West Africa is composed of 16 countries. To its south is the Gulf of Guinea, to the north the Sahara, and to the west is the Atlantic Ocean. It has a population of 381 million people. Christianity, Islam and a host of traditional African religions are practised in the region, and the people there speak, at least, 500 (indigenous) languages. Family is central to West African life and houses are arranged in a communal manner in a compound, particularly in rural areas, where people can interact and share food with each other. Dances, music, masks, architecture and literature are significant cultural themes of this part of the world.
In the US, this peanut soup, among other foods, is eaten at Kwanzaa, which is the celebration of the culture of African Americans, who make up roughly 12 percent of the US population. Kwanzaa is a Swahili word, meaning the first fruits of the harvest — and this festival was introduced to Americans in 1966, and is celebrated since then. It is observed from December 26 through January 1. Food is also a big part of this celebration, and that is why this peanut soup is so popular.

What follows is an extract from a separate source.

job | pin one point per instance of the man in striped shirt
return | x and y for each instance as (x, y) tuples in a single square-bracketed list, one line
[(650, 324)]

Now, I’m sure you can’t wait to make your own pot of this West African peanut soup! Here goes:
West African Creamy Peanut Soup
Thumb-sized piece of ginger, chopped fine
7 cloves of garlic, chopped
1 large onion, diced
1 bunch of any of kale, spinach or Swiss chard, chopped roughly
1 big tomato, diced
1 cup crushed tomato
1 zucchini, chopped (optional)
4 carrot sticks, grated fine (optional)
2 medium size bell peppers, chopped (optional)
1 bunch of chopped coriander for garnish
2 cups of peanuts, ground to a cream, or 8 ounces of organic peanut butter from a jar
1 cup boiled rice (optional)
1 teaspoon of hot sauce; use more if you like it spicy
3 to 4 cups of either chicken or vegetable broth
1 kg of any kind of boiled meat, and pieces cut the way you prefer (optional)
2 medium size sweet potatoes, peeled ahead
1 serving spoon olive oil
1.5 cups of red kidney beans, boiled ahead
1 cup of chickpeas, boiled ahead
1 teaspoon salt, add more if you prefer
1/2 teaspoon powdered black pepper
1 teaspoon powdered cumin
1 teaspoon powdered garlic
1 teaspoon sugar; add more if you like (optional)
1 cup roughly chopped peanuts for garnish
In a big pot, heat olive oil and toss in chopped onions. When they brown, throw in garlic and ginger, and stir. Now add the diced and crushed tomatoes, followed by peanut butter, beans, sweet potatoes and chickpeas and boiled meat pieces. Then add powdered garlic, black pepper, cumin, hot sauce, salt and sugar, stirring all the while. Add broth and let it boil for a minute. Then lower the burner’s temperature. Now add the remaining vegetables (and rice) and cook for five minutes. Serve and garnish with roughly cut peanuts and coriander. Enjoy!